À Bruxelles, la généralisation de la zone 30 a fait bondir les verbalisations : de 220.000 avant 2019 à 469.000 en 2023. Les radars mobiles, plus imprévisibles que les dispositifs fixes, constituent le principal piège des automobilistes wallons et bruxellois.

Une faille technique pourrait annuler des centaines de PV

Paradoxalement, alors que les contrôles s’intensifient, une anomalie administrative fragilise la validité de nombreux PV. Bpost ne tamponne plus les enveloppes contenant les contraventions : le cachet daté est remplacé par un code-barres non lisible juridiquement. Or la loi impose l’envoi du procès-verbal dans les quatorze jours suivant l’infraction. Sans oblitération datée, impossible de prouver le respect de ce délai.

Lire aussi :Zones à faibles émissions: quel risque pour un véhicule luxembourgeois non enregistré?

Des juges de Huy, Wavre, Namur, Mons et Liège ont déjà prononcé des acquittements. Le cas d’un Wallon en est l’exemple type : flashé à 123 km/h au lieu de 120, il a reçu son PV quinze jours après l’infraction et a obtenu gain de cause en appel. Le parquet n’a pas pu décrypter le code-barres figurant sur l’enveloppe.

«Tout PV reçu tardivement peut être contesté, puisque la charge de la preuve de l’envoi dans les délais incombe au parquet», a expliqué son avocat.

Seule exception : les conducteurs utilisant l’eBox, une messagerie numérique prônée par l’administration, qui reçoivent leur procès-verbal par voie électronique avec date certifiée, ne peuvent invoquer ce vice de forme.

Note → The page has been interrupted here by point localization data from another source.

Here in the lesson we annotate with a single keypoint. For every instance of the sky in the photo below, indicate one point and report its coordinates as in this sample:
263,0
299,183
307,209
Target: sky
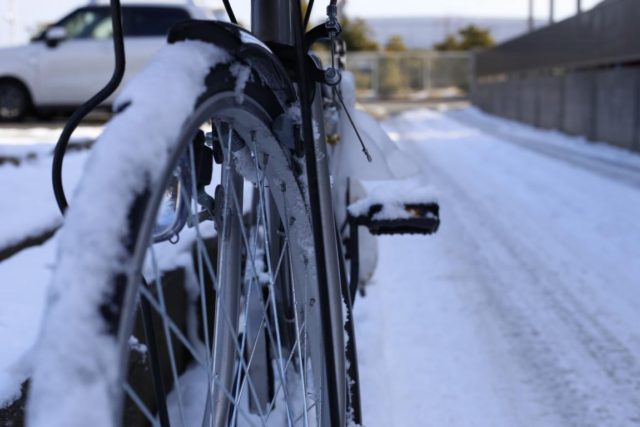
29,14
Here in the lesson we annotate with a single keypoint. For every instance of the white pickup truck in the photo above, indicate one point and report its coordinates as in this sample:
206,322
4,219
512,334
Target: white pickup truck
72,59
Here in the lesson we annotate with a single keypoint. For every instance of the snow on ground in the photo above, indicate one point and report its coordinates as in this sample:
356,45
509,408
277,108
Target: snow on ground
27,204
28,209
22,142
524,309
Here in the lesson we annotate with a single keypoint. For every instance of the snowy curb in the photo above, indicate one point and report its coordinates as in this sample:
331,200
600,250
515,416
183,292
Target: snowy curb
26,243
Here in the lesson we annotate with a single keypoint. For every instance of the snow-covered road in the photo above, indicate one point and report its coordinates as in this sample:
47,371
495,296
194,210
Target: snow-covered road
524,310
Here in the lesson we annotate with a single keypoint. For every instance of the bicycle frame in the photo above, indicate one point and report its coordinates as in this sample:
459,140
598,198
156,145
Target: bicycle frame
272,20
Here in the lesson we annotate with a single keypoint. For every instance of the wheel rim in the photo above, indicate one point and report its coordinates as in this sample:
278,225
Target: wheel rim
235,389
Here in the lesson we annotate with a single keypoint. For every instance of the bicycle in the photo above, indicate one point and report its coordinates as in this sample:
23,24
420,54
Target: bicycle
265,336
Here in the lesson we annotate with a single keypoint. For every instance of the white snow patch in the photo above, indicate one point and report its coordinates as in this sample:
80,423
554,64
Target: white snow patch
242,74
73,355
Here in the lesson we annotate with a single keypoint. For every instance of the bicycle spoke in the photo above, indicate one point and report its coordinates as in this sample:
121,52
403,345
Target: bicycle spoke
137,400
174,370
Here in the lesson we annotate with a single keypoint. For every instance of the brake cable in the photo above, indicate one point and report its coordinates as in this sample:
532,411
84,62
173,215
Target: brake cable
87,107
229,9
307,15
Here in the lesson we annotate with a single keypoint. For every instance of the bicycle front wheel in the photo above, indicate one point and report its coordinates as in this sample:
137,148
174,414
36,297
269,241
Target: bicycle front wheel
237,340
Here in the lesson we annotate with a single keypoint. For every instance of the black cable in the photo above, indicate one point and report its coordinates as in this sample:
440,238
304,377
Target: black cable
307,15
353,125
316,217
229,9
87,107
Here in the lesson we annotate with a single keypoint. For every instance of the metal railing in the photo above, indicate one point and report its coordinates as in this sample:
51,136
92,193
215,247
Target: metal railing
607,34
411,75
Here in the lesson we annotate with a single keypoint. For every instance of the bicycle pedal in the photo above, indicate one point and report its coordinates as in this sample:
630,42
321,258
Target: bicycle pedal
396,217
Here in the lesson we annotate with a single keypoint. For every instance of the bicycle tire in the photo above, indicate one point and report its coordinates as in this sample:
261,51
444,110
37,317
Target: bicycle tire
85,340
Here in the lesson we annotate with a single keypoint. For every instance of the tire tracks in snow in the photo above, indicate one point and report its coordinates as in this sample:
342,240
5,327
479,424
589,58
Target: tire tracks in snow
580,367
617,171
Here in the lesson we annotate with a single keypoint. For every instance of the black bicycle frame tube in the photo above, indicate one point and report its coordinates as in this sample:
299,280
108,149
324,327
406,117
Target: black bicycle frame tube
281,21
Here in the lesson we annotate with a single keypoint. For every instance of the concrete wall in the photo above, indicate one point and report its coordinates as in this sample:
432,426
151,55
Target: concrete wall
602,105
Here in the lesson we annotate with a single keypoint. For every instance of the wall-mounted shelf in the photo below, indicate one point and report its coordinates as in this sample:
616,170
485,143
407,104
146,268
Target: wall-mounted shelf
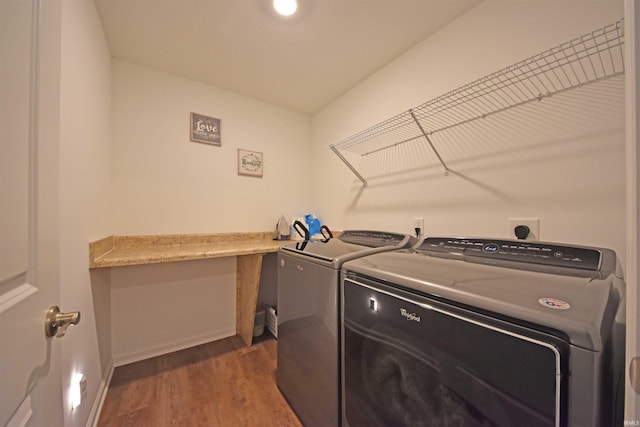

Le Service public fédéral Justice relativise : «Il s’agit d’une décision isolée, sans application automatique à d’autres dossiers», tout en soulignant que «cette procédure est en place depuis plusieurs années». Une brèche juridique inattendue tout de même, alors que les autorités renforcent l’arsenal répressif en matière de sécurité routière.